Plano — It is hard to know where to begin.
In an interview with Montgomery News, playwright Nancy Frick said Four Weddings and an Elvis was “the easiest and quickest play” she had ever written. She completed the script in three months. Inspired by Frick’s own Las Vegas wedding experience in 1999, this is a comedic play about four couples coming into a dinky little wedding chapel in Las Vegas to get married. Four Weddings and an Elvis, directed by Matt Stepan, is currently onstage at Rover Dramawerks in Plano, the second production of the 2015-2016 season.
This script would be perfect for a graduate theater directing problems course. The premise works, but the storytelling is awkward. The proprietor of the chapel, Sandy (Eileen Kennedy Alger), has been married four times, and is on the verge of marrying again. The first bride and groom are Bev (Emily Burgardt) and Stan (Henry Okigbo). Bev and Stan are angry because they have each been dumped. Their wedding is an act of payback, not love. They are scheduled to be married by John (Gary Eoff), the Elvis minister.
Couple number two, Vanessa Wells (Veronica Day) and Bryce Cannon (Kenneth Fulenwider), are has-been celebrities desperate to garner media attention and stage a comeback. When the minister assigned to their ceremony becomes unavailable, Lou (Don Kruizinga) agrees to step in to perform the ceremony.
The third wedding is the real thing, a relationship rooted in love between Fiona (Danielle Shirar) and Marvin (Garrett Hayes). Their union becomes a twosome plus one (which is not exactly a threesome) of Fiona, Marvin, and Fiona’s recently escaped convict ex-boyfriend Fist (Louis Tarmichael) who is living with them temporarily.
Sandy finally stages her own wedding, and invites the other three couples to attend. It is assumed that she will remarry Ken (Darrell Martin).
A tortured script needs a director that can make it tolerable for an audience. That is part of the director’s job—to identify problems and find solutions that preserve the playwright’s story, while smoothing the telling of it for the actors. That does not happen here. As a result, some of the cast members resort to defensive acting, perhaps in an effort to make some sense of things for themselves as they moved through the play. Sometimes this works, most times it does not.
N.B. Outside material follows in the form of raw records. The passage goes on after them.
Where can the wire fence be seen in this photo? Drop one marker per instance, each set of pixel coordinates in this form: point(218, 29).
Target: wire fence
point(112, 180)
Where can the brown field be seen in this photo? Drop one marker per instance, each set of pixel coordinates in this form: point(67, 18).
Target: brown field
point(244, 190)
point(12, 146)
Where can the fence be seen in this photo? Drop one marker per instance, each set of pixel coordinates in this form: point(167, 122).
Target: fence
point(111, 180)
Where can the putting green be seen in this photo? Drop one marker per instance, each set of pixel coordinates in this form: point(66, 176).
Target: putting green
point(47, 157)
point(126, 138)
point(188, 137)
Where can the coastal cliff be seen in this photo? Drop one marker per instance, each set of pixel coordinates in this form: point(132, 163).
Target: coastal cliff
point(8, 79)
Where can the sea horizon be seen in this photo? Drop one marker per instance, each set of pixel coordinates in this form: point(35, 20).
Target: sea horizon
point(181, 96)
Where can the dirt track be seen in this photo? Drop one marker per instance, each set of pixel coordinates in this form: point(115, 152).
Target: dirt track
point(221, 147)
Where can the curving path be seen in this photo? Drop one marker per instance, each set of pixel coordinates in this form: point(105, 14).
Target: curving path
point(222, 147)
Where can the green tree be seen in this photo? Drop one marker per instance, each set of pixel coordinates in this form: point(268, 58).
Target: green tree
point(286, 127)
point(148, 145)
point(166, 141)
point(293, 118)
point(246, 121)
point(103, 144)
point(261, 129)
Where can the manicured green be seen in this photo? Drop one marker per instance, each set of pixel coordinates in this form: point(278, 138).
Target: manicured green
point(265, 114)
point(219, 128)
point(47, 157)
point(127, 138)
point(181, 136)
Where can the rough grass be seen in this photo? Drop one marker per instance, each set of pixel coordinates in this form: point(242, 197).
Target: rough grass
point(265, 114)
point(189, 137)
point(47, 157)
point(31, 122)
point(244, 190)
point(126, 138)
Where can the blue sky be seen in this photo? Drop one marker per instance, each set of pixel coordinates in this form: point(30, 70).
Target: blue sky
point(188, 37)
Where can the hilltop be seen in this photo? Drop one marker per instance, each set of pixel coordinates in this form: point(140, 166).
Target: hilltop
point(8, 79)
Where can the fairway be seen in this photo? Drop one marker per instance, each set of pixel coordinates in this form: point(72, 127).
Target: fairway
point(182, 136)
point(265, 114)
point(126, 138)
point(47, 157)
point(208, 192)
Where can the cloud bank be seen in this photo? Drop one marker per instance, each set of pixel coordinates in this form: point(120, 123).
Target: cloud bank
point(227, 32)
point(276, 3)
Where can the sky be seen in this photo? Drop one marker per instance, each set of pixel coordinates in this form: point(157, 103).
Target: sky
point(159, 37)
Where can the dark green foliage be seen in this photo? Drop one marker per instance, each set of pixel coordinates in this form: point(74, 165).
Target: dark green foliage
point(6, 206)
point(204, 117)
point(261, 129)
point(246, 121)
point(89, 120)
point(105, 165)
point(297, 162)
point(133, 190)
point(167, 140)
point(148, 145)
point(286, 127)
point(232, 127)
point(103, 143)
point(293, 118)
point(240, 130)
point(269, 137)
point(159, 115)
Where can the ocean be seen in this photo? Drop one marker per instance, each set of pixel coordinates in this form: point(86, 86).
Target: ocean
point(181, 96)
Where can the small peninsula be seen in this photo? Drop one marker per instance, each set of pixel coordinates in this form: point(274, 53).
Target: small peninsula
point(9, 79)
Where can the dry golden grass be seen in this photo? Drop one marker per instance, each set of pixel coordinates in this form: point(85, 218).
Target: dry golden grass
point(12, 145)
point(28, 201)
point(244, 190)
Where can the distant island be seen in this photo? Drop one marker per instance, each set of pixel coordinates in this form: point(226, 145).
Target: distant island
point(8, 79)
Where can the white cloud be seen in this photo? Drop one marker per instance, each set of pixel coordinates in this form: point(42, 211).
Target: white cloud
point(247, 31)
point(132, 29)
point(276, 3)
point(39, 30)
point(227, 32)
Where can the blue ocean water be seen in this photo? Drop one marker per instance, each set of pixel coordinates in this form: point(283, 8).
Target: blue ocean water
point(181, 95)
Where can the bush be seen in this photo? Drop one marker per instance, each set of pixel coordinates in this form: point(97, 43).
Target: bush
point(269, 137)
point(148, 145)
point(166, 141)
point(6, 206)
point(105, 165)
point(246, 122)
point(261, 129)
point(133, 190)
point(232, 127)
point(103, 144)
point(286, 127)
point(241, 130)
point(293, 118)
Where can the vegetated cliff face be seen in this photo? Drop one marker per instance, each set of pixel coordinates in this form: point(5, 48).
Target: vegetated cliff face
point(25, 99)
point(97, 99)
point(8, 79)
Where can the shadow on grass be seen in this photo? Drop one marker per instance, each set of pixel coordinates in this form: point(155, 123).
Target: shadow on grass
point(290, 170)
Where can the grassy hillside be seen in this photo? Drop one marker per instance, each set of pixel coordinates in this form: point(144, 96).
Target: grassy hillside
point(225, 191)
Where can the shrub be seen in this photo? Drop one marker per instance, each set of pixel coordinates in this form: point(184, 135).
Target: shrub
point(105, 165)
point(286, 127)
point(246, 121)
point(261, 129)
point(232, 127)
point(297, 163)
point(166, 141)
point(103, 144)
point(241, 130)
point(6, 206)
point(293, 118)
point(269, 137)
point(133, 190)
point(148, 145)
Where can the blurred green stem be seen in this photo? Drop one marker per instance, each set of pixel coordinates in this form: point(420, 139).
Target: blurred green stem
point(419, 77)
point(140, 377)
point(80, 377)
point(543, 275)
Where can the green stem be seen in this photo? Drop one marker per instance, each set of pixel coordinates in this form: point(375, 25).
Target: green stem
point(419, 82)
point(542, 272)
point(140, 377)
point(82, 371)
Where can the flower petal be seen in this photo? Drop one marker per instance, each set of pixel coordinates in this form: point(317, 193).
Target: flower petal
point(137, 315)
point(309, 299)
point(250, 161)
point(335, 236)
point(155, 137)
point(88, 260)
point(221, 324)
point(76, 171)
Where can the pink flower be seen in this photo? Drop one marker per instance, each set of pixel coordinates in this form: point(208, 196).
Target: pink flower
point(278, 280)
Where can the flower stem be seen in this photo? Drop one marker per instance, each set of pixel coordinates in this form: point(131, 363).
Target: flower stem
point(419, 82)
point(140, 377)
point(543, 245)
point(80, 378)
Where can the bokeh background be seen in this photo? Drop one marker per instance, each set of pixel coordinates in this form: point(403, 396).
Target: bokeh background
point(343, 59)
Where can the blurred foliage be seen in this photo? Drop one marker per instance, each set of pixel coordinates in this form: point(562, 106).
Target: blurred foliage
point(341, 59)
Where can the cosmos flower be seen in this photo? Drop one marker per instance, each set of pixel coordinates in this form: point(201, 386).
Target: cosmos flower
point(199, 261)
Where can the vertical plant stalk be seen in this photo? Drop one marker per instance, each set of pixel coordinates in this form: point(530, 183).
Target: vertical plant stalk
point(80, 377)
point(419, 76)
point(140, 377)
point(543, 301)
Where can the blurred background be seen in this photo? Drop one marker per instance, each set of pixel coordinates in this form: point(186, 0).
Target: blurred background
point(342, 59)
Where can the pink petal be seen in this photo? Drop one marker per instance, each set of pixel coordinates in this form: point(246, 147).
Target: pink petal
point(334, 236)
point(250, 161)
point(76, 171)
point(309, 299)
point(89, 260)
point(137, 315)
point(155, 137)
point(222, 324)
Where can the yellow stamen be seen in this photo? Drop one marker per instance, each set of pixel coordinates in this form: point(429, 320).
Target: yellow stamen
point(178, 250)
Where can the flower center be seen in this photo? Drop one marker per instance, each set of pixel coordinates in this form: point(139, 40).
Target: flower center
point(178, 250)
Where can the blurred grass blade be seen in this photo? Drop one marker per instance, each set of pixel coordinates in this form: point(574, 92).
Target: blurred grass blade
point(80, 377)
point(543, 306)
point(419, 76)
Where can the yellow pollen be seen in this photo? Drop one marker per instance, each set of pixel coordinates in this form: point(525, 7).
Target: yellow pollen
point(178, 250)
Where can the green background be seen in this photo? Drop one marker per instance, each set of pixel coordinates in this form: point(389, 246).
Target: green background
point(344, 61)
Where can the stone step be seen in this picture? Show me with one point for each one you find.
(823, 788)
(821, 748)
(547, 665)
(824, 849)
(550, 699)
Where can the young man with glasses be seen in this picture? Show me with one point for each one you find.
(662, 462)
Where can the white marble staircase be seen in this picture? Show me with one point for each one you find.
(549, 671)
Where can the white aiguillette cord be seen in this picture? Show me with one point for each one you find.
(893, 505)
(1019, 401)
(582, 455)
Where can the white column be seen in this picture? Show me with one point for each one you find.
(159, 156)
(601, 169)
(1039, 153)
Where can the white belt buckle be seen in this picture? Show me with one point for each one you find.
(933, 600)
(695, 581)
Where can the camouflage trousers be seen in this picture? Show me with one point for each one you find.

Danielle Shirar makes it work; her Fiona is believable, funny and her scenes with Garrett Hayes are convincingly adorable. Marvin and Fiona are the odd couple, the gritty woman and the nerdy intellectual guy. Hayes’ acting is sufficient to establish that character. He is costumed similarly to the Urkel character from Family Matters. Unnecessary. Given that these characters are stereotypes, the profiles are already exaggerated. Broadening them further dilutes the comedy, which happens too often in this production.
The most glaring example is the extreme and almost offensively stereotyped gay/not-gay character, Bryce. We know this character—the effeminate gay celebrity pretending otherwise, feigning shock and dismay upon discovering that everybody knows. Fulenwider’s cliché Norma Desmond-esque physical gestures (whiplash wig tossing) might have been funny the first time, but not the tenth. Fulenwider is a commanding figure with enough stage presence to portray Bryce without that level of excess.
It is unclear what Veronica Day is attempting to do with her character, Vanessa.
Fist is described as a scary bank robber tough guy. Tarmichael’s booming delivery denies any levels, squandering opportunities for humor. There is a chaotic moment in the second act when the police are surrounding the chapel to apprehend Fist. In addition to the issues with Fist’s portrayal and for reasons I do not understand, Sandy, the character least associated with the storyline in that moment, suddenly drops to the floor behind a pew and begins crawling offstage on all fours. Why?
There are 11 characters coming on and off in various couplings, so the positioning of the actors needs to be carefully organized and logical. Some of the staging is curious. In another instance, Sandy is seated downstage during a dialogue between Fiona and Garrett. She has no lines, no movement. She simply sits and watches them, as if she were a member of the audience. Why position the actor to sit onstage with nothing to say or do? It felt like an eternity. There are better ways of having her present, active and within earshot without pulling focus.
To boot, Joseph L. Taylor II’s fight choreography is poorly executed.
It is possible to overcome a weak script. It’s even possible to overcome poor directing and unfocused acting. Packaged together though, it’s not a happy marriage.